After a busy first year in Cornell’s Historic Preservation Planning program, Olivia Heckendorf has dived into an equally hectic summer of preservation work. Olivia was placed at Historic Ithaca through Cornell’s College of Architecture, Art, and Planning’s Cooperative Summer Internship program. A graduate of the University of Wisconsin, Whitewater, Olivia majored in history with an emphasis on public history, where she rekindled her interest in historic buildings. “I’ve always loved old buildings. It was instilled in me by my parents,” she explained. She appreciates the field of preservation because it “is a practical way to apply public history. It’s hands-on history. It’s not sitting at a computer all the time.”
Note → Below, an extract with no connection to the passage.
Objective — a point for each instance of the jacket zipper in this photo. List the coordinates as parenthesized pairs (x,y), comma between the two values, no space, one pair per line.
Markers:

This summer Olivia is tackling house research for the East Hill Historic District expansion proposal. She’s researching properties on East Court Street, Linn Street, and North Aurora Street to determine their historic significance. Much of her time is spent researching the properties through deeds and directories, but she also gets a chance to get out in the field to write up architectural descriptions and take photos. Of the properties that she’s researched, Olivia has noted that there are several women owners who ran boarding houses, and Olivia is intrigued to delve more into this aspect of women’s history in Ithaca. She’s also noticed that many domestic workers lived in the properties, revealing aspects of working class history. Olivia is working alongside City of Ithaca Historic Preservation Planner Bryan McCracken and City of Ithaca Historian Mary Tomlan on the project and under the supervision of HI’s Preservation Services Coordinator Christine O’Malley. Olivia splits her time between HI and Environmental Design and Research (EDR), a private consulting firm in Syracuse, where she works in the Cultural Resources division.
In the fall, Olivia embarks on her master’s thesis, focusing on the preservation and public interpretation of the Rebecca Nurse Homestead in Danvers, Massachusetts. A surprising connection inspired her choice. Recent genealogical research revealed that Rebecca Nurse, who was accused of and executed for witchcraft in 1692, is Olivia’s 12th-great grandmother.
Such personal connections seem to inspire Olivia’s enthusiasm for her work, and she recently cemented her link to Ithaca by leading a tour of downtown Ithaca’s historic architecture. By sharing Historic Ithaca’s past successes at preserving the Clinton House, the State Theatre, and other historic downtown structures, she was also able to convey her appreciation for Historic Ithaca’s unique role in the community. “I know that Historic Ithaca is very good at advocacy work and being out in the community and getting people excited about preservation,” Olivia says. Her summer experience at a preservation organization like Historic Ithaca should serve Olivia well when she embarks on a career focused on old buildings and their preservation.